Da war ich also wieder mal so ein Dienstarzt und in meiner Tasche steckte glorreich ein Notfallpiepser. Der Notfallpiepser bricht in ohrenbetäubendes Piepsen aus, sobald irgendwo in der Klinik ein lebensbedrohlicher Notfall vorfällt und einer der Involvierten gleich einer Reanimation bedarf. Vermutlich.
Manchmal ist es nämlich nur ein Kommunikationszentralenherr, der die korrekte Funktion des Piepsakts überprüft. Alle Piepserbesitzer begeben sich im Rahmen des Piepsgeschehens dann sofort zum Notfallgeschehen und führen wichtige Notfallhandlungen aus.
Egal, ich trug also diesen Piepser und weil in so einem Krankenhaus jetzt nicht dauernd jemand stirbt, piepst dieser auch fast nie. Dann ging ich irgendwann mal aufs Klo, weil ich da schon länger nicht mehr gewesen war.

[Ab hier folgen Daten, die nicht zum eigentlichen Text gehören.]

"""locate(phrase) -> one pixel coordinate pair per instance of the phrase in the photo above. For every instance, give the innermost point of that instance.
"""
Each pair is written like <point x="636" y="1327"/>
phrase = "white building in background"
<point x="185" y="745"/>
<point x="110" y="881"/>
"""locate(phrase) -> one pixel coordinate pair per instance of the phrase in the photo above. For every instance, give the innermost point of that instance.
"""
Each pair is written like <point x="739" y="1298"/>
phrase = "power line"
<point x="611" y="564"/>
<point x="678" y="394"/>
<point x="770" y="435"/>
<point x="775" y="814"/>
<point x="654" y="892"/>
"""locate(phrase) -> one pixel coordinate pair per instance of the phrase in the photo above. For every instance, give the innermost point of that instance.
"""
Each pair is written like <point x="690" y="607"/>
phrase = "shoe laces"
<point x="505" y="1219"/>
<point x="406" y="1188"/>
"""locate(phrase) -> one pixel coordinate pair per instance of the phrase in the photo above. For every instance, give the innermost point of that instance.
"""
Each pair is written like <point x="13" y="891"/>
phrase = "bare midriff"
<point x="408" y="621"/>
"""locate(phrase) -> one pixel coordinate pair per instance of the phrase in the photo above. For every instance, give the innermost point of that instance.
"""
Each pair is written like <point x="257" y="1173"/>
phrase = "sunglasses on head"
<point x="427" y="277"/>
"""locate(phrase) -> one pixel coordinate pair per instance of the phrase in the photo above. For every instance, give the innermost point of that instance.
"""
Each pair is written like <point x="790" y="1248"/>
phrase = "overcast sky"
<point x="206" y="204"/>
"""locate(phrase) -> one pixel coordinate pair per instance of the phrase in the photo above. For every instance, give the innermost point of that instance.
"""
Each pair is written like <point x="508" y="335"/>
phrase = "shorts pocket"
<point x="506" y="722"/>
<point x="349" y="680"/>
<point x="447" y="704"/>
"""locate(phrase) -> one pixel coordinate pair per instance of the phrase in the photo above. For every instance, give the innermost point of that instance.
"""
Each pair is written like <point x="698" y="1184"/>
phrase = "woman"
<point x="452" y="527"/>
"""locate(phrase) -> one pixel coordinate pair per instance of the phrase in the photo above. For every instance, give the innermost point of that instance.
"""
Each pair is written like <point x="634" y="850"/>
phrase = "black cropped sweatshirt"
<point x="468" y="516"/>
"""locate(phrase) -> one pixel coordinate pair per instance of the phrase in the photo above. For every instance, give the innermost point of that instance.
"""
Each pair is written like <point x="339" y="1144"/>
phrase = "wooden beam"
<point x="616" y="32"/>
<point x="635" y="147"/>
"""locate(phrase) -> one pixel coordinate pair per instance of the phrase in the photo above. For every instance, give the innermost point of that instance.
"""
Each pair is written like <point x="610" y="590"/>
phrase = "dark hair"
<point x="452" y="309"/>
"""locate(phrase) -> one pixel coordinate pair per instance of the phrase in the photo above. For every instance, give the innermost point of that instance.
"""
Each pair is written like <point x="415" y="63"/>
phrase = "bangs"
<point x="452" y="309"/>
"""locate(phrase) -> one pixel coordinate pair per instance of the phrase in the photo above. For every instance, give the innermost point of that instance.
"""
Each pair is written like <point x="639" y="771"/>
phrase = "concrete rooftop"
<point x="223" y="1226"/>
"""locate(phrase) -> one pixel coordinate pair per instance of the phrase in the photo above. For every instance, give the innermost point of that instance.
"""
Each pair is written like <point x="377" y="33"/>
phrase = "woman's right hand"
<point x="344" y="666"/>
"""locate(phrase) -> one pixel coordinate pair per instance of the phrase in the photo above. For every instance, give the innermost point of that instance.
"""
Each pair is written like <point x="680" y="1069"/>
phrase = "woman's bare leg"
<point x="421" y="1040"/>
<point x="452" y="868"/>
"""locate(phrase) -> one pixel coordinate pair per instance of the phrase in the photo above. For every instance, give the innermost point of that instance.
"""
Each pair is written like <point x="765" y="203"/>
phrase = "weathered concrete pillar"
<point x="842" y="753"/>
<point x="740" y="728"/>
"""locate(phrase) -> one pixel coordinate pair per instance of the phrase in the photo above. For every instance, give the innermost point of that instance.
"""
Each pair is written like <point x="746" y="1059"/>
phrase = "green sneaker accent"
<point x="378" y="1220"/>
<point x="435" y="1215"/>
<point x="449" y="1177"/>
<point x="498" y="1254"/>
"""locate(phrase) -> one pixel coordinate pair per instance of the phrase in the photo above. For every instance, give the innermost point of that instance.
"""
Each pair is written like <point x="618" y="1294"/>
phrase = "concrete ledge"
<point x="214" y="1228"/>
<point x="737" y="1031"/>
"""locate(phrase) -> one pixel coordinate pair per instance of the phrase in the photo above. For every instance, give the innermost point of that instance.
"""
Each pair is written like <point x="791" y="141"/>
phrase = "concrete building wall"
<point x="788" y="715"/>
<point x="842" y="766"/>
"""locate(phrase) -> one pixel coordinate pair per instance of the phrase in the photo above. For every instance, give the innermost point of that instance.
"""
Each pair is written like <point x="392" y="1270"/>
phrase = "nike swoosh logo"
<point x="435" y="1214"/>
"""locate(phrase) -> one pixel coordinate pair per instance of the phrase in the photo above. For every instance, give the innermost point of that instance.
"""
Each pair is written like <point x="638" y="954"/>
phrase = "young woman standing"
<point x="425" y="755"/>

Während meines Kloaufenthaltes klingelte dann auch gleich das Telefon. Nun erwartete ich auch tatsächlich einen sehr wichtigen Anruf vom Labor. Deswegen drückte ich „Anruf annehmen“ und es überfiel mich statt des Labors Frau Miederfanns Sohn, der mehr Details zum Gesundheitszustand seiner Mutter in Erfahrungen bringen wollte und leider ein unverbesserlicher öh ... hm ... also wenn andere Leute „Hallo“ sagen, dann sagte Herr Miederfann mindestens:
„Und einen schönen guten Tag wünsche ich Ihnen hiermit an diesem Tag heute und hier, der wirklich gut ist dieser Tag, finden Sie nicht auch? Auf jeden Fall begrüße ich sie hiermit und nun ...“
Ich versuchte Herrn Miederfann klarzumachen, dass es jetzt echt unpassend sei und ich später zurückrufen würde, was in einer Unterhaltung ähnlich dieser hier resultierte:
„Das ist jetzt sehr ein schlechter Zeitpunkt. Ich ...“
„Ah, jaja, verstehe, Frau Zorgcooperations. Da haben Sie sicher sehr viel zu tun. Heute ist es ja auch so heiß draußen. Da gibt es sicher viele Kranke. Ja, da müssen Sie sicher viel tun und ich will Sie dabei gar nicht behindern. Nein, ich bewundere was die Ärzte heutzutage so leisten!“
„Vielen Dank, Herr Miederfann. Da würde ich Sie später zurückrufe ...“
„Das ist aber nett von Ihnen, Frau Zorgcooperations. Ich muss wirklich wissen, wie es meiner Mutter geht. Sie hat diese Arthrose schon so lange. Wir wissen gar nicht, was wir machen sollen. Früher hat sie ja noch Sport gemacht und ist immer zur Frauengymnastik gegangen. Aber jetzt, wo auch noch ihre Katze Fifi gestorben ist ...“
Ich überlegte, ob es sehr unhöflich wäre, nun einfach aufzulegen und versuchte gleichzeitig, meine Hose anzuziehen, ohne das Telefon ins Klo zu werfen, welches wackelig zwischen meinem Ohr und der Schulter klemmte.
„PIEP! PIEP! PIEP!“, erklang da mein Notfallpiepser.
„Oh, ein Notfall. Jetzt muss ich wirklich aufhören.“
„Ahhh, ein Notfall. Da möchte ich Sie natürlich nicht aufhalten. Das ist sicher sehr wichtig. Meine Mutter ...“
Hier sagte ich verzweifelt ganz schnell: „Tschüss, Herr Miederfann“, legte auf, warf Desinfektionsmittel über meine Hände und das Telefon und begab mich unauffällig zum Notfallort.